発見は、CRISPR-Cas9遺伝子編集の精度を改善するのに役立ちます

Anonim

カリフォルニア大学バークレー校とマサチューセッツ総合病院の科学者は、CRISPR-Cas9が標的DNA配列上でどの程度正確に位置するかを制御するCas9タンパク質内の重要な領域を同定し、それを微調整して、今日までのオフターゲットの最低レベル。
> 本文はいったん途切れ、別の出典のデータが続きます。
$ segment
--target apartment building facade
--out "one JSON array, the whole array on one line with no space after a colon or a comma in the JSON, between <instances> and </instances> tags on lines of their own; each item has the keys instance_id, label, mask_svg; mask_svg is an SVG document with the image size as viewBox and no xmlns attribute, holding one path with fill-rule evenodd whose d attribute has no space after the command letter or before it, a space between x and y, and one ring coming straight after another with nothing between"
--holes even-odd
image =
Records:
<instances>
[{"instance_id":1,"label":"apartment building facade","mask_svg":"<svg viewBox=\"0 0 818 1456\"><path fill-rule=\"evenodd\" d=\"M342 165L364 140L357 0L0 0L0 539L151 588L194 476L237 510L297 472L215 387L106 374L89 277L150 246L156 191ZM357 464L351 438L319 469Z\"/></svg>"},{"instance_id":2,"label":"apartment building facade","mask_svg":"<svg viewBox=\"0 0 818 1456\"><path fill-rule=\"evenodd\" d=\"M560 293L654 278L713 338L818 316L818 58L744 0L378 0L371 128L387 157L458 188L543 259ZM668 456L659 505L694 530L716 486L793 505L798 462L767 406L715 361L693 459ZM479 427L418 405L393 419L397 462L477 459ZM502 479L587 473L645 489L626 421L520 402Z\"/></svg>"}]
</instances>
研究者らは、DNA切断のマスターコントローラーとして同定されたタンパク質ドメインは、精度をさらに向上させるためにリエンジニアリングの明確な標的である、と研究者らは述べている。 このアプローチは、科学者がCRISPR-Cas9が間違った場所でDNAを編集する可能性を最小限に抑えるために、DNAに結合して切断するタンパク質であるCas9の変異体をカスタマイズするのに役立つはずである。

改善された精度を達成するための戦略の1つは、REC3と呼ばれる支配的なタンパク質領域に突然変異を作り、どの標的がオンターゲット切断の効率に影響を与えずに精度を改善するかを見ることです。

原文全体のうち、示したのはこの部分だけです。